A Quarto engine that solves the complete game tree using tablebase generation for sub-microsecond lookups. Written in Rust for performance and ergonomic bit-array representations of the board. Play it here.
Quarto is played on a 4×4 board with 16 unique pieces. Each piece is tall or short, light or dark, square or circular, and hollow or solid. Players take turns choosing a piece which their opponent must place. Win by completing a line of four pieces that share any attribute.
A game tree represents every possible sequence of moves in a game. The root is the starting position, and each node branches into all legal moves from that state.
- Depth 0: Empty board, no piece selected yet
- Depth 1: Empty board, one piece selected
- Depth 2–16: Board with N-1 pieces placed, one piece selected (unless quarto)
- Depth 17: All 16 pieces placed. Draw (unless quarto)
Quarto has a game tree of ~2.7 trillion positions. While minimax with alpha-beta pruning works for shallow positions, calculating outcomes below depth 7 becomes prohibitively slow without precomputed data. A single query at depth 3 can take minutes.
The solution: generate databases mapping every position to its precomputed outcome, so that any position resolves in O(1) time via lookup. Such databases are known as tablebases. The challenge is making lookups fast without wasting space, because ideally, tablebases are loaded into memory. To accomplish this, I used a minimal perfect hash (MPH), specifically the Compress, Hash, Displace algorithm.
┌─────────────────────────────────────────────────────┐
│ SOLVE │
│ Generate all canonical positions for a depth │
│ Evaluate via negamax (use previous depth's │
│ tablebase for cutoff, if available) │
│ Output: 11B key-value pairs (position → outcome) │
└─────────────────────────────────────────────────────┘
↓
┌─────────────────────────────────────────────────────┐
│ MERGE │
│ Concatenate into shard files │
│ Output: shard files │
└─────────────────────────────────────────────────────┘
↓
┌─────────────────────────────────────────────────────┐
│ INDEX │
│ Build minimal perfect hash over shard file │
│ Output: tablebase file │
└─────────────────────────────────────────────────────┘
↻ repeat for depths 10 → 0
These are subcommands of the escapade CLI (escapade solve, escapade merge, escapade index).

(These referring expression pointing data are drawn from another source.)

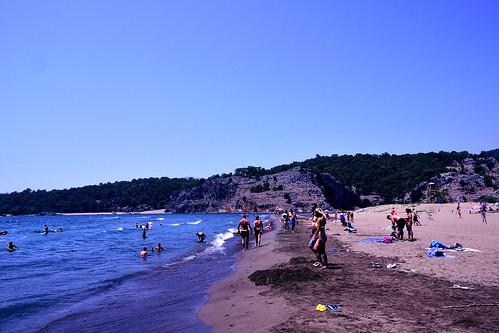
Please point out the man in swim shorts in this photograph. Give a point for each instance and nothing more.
(243, 229)
(201, 236)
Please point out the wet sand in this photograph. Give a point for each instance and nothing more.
(372, 299)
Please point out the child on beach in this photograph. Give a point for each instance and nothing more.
(410, 234)
(258, 226)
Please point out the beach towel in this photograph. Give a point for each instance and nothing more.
(436, 252)
(373, 240)
(437, 245)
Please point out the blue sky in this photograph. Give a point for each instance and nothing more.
(97, 91)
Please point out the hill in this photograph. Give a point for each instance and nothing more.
(339, 181)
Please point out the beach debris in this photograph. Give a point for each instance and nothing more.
(469, 305)
(320, 307)
(456, 286)
(333, 307)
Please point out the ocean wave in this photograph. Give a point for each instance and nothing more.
(218, 244)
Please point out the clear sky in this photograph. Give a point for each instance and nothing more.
(97, 91)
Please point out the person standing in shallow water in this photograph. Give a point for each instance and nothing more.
(258, 226)
(243, 229)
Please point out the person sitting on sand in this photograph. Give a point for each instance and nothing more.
(258, 226)
(410, 234)
(201, 236)
(399, 222)
(158, 248)
(243, 228)
(11, 247)
(319, 246)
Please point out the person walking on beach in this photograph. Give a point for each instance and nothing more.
(292, 220)
(319, 239)
(415, 217)
(483, 212)
(243, 229)
(258, 226)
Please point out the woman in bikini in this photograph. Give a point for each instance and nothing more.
(244, 228)
(258, 226)
(320, 238)
(410, 234)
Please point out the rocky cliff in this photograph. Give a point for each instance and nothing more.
(295, 188)
(467, 180)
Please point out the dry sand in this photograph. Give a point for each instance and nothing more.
(372, 299)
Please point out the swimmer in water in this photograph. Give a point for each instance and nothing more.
(244, 228)
(158, 248)
(11, 247)
(201, 236)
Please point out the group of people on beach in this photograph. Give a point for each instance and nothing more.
(400, 223)
(289, 220)
(244, 229)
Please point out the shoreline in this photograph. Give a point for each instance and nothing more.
(371, 298)
(234, 304)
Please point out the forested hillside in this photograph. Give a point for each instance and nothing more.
(389, 176)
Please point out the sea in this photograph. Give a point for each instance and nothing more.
(91, 278)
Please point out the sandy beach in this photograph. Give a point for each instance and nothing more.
(414, 296)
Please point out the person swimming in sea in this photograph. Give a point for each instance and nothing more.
(201, 236)
(258, 226)
(158, 248)
(11, 247)
(244, 228)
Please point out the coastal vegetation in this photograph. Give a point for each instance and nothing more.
(386, 175)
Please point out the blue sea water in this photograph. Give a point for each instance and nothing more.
(91, 278)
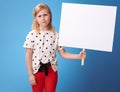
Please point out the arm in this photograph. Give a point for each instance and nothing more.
(29, 66)
(68, 55)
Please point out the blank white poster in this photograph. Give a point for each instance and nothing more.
(87, 26)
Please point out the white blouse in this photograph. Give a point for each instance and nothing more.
(44, 46)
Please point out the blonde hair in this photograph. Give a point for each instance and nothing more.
(35, 25)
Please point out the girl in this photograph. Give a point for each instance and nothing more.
(41, 44)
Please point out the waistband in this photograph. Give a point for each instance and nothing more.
(44, 67)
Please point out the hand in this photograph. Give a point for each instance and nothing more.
(32, 80)
(82, 55)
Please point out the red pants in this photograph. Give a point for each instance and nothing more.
(45, 83)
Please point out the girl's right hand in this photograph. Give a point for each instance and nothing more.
(32, 80)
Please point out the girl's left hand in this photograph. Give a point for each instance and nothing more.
(82, 55)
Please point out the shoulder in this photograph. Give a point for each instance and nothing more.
(31, 33)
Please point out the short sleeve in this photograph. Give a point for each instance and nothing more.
(60, 48)
(29, 42)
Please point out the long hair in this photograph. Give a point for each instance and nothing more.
(35, 25)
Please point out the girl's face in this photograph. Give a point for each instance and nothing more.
(43, 19)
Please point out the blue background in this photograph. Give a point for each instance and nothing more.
(101, 72)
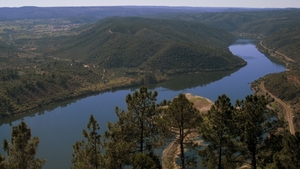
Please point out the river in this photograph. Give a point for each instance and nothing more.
(60, 127)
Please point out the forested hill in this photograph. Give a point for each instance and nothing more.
(152, 44)
(255, 22)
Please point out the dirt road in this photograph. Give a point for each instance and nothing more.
(287, 109)
(276, 52)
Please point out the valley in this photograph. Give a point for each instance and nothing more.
(92, 57)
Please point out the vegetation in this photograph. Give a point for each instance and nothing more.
(219, 131)
(88, 154)
(154, 45)
(182, 117)
(21, 150)
(247, 133)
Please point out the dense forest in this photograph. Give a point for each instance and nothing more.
(231, 137)
(47, 57)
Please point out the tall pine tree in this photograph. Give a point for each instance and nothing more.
(135, 133)
(255, 121)
(87, 154)
(218, 131)
(22, 149)
(182, 117)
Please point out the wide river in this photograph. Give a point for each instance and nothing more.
(61, 126)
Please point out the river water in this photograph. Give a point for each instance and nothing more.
(61, 126)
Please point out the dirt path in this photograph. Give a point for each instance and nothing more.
(276, 52)
(170, 153)
(287, 109)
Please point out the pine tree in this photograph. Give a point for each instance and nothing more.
(289, 155)
(135, 133)
(22, 149)
(183, 117)
(87, 154)
(254, 121)
(3, 163)
(218, 132)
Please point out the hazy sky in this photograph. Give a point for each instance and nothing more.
(196, 3)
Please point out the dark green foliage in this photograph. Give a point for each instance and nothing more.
(87, 153)
(285, 41)
(152, 44)
(135, 133)
(182, 118)
(22, 149)
(219, 131)
(289, 155)
(254, 122)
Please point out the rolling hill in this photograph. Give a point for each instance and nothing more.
(152, 44)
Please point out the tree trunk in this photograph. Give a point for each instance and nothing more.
(141, 137)
(220, 157)
(253, 160)
(181, 149)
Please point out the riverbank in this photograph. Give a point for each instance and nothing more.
(171, 152)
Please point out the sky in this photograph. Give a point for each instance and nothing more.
(192, 3)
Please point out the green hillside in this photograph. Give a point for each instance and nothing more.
(152, 44)
(256, 22)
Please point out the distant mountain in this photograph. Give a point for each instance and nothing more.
(95, 13)
(261, 22)
(152, 44)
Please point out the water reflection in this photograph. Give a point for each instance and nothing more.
(185, 81)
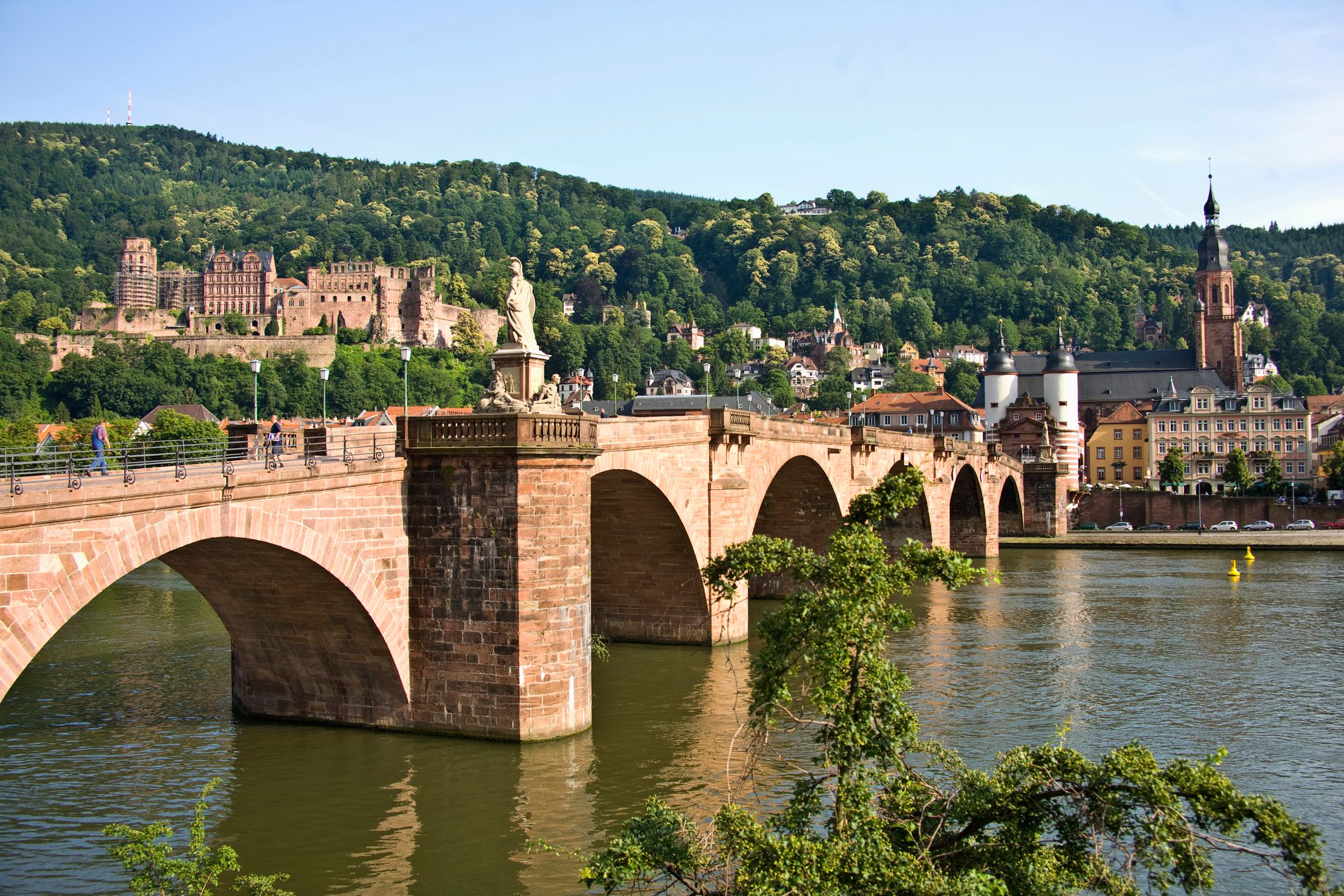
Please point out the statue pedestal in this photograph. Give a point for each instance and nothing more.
(525, 371)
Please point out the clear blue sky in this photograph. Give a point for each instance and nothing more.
(1111, 108)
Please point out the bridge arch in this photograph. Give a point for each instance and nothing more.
(914, 523)
(1011, 520)
(646, 584)
(968, 524)
(316, 634)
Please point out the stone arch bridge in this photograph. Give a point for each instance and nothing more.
(454, 587)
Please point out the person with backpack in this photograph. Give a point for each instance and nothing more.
(273, 437)
(100, 444)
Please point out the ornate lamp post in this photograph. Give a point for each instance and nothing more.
(406, 382)
(1118, 465)
(256, 367)
(324, 374)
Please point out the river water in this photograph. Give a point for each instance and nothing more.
(127, 712)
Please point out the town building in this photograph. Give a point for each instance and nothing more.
(1218, 328)
(240, 283)
(805, 207)
(1257, 367)
(1256, 314)
(575, 385)
(136, 283)
(921, 413)
(803, 375)
(1002, 387)
(669, 383)
(1208, 422)
(930, 367)
(1117, 449)
(1148, 328)
(817, 344)
(689, 332)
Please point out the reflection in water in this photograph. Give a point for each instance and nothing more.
(127, 712)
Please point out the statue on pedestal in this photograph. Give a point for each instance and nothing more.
(497, 399)
(547, 399)
(520, 307)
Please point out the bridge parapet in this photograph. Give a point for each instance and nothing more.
(478, 432)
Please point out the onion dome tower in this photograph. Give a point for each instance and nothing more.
(1061, 387)
(1219, 343)
(1001, 386)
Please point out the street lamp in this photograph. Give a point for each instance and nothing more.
(256, 367)
(1118, 465)
(324, 374)
(406, 382)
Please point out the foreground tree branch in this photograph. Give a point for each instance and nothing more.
(882, 810)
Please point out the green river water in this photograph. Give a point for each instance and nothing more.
(127, 712)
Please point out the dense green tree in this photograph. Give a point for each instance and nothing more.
(1171, 472)
(1332, 469)
(1237, 472)
(886, 809)
(1273, 476)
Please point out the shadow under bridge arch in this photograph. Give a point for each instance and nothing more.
(800, 504)
(646, 578)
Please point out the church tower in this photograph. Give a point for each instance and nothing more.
(1218, 332)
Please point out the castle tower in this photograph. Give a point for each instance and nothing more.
(1218, 332)
(1061, 387)
(136, 285)
(1001, 387)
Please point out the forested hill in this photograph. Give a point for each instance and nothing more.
(937, 271)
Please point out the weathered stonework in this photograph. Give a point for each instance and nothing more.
(454, 589)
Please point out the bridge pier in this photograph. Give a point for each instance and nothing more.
(497, 528)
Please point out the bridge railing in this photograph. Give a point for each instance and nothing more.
(69, 465)
(501, 430)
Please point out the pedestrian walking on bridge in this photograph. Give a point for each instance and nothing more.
(100, 444)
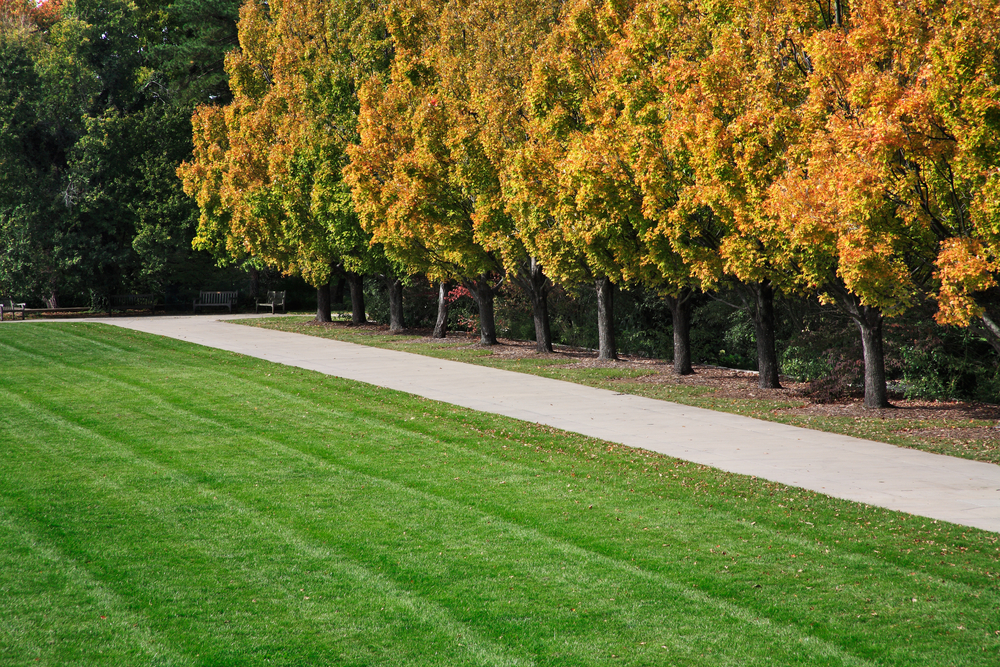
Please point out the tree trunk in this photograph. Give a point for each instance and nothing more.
(395, 286)
(869, 321)
(870, 325)
(763, 322)
(357, 285)
(538, 288)
(607, 349)
(338, 293)
(680, 315)
(323, 303)
(254, 282)
(441, 326)
(482, 292)
(992, 331)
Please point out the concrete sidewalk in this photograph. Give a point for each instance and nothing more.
(941, 487)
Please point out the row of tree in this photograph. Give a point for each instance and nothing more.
(847, 150)
(844, 150)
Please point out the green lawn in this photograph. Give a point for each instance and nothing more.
(162, 503)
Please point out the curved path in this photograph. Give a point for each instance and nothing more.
(940, 487)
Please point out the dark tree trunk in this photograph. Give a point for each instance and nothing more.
(357, 285)
(395, 286)
(254, 283)
(338, 293)
(482, 292)
(763, 322)
(538, 289)
(441, 326)
(870, 325)
(607, 348)
(992, 330)
(323, 303)
(680, 315)
(869, 321)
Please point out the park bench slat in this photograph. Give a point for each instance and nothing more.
(274, 300)
(216, 300)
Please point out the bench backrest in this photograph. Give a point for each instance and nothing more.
(220, 298)
(146, 300)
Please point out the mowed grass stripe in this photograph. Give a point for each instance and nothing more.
(552, 554)
(185, 516)
(407, 459)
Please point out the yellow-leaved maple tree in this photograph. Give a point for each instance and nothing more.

Solve writes output incrementally to many small files, enabling resume capability (critical for EC2 spot instances). Merge consolidates these into larger shard files for indexing.
The first depth I could solve from scratch was depth 10. With 89 billion nodes, it took roughly a week on a 32-core EC2 instance. This created roughly 1 TiB of data, which was partitioned into 8 shard files, each roughly 128 GiB. This was necessary because the EC2 instance only has 244 GiB of RAM, and the entire shard needs to be loaded into memory for the index step. A tablebase was generated for each of these shards.
Once depth 10 was indexed, I solved depth 9. Positions at depth 9 only need to search one level deep before hitting the depth 10 tablebase, reducing evaluation from many seconds to microseconds. This meant depth 9, with 16 billion positions, solved orders of magnitude faster than the previous, only a few hours. This process was repeated so that tablebases were generated for depth 0 through 10.
The engine can run in interactive mode (escapade engine), reading positions from stdin and returning JSON with every legal move and its outcome. A Next.js app spawns this as a subprocess and acts as a thin orchestration layer between the engine and the browser. When the frontend sends a game state, the backend forwards it to the engine, receives the full move analysis, picks the AI's move, and computes the render state for the board.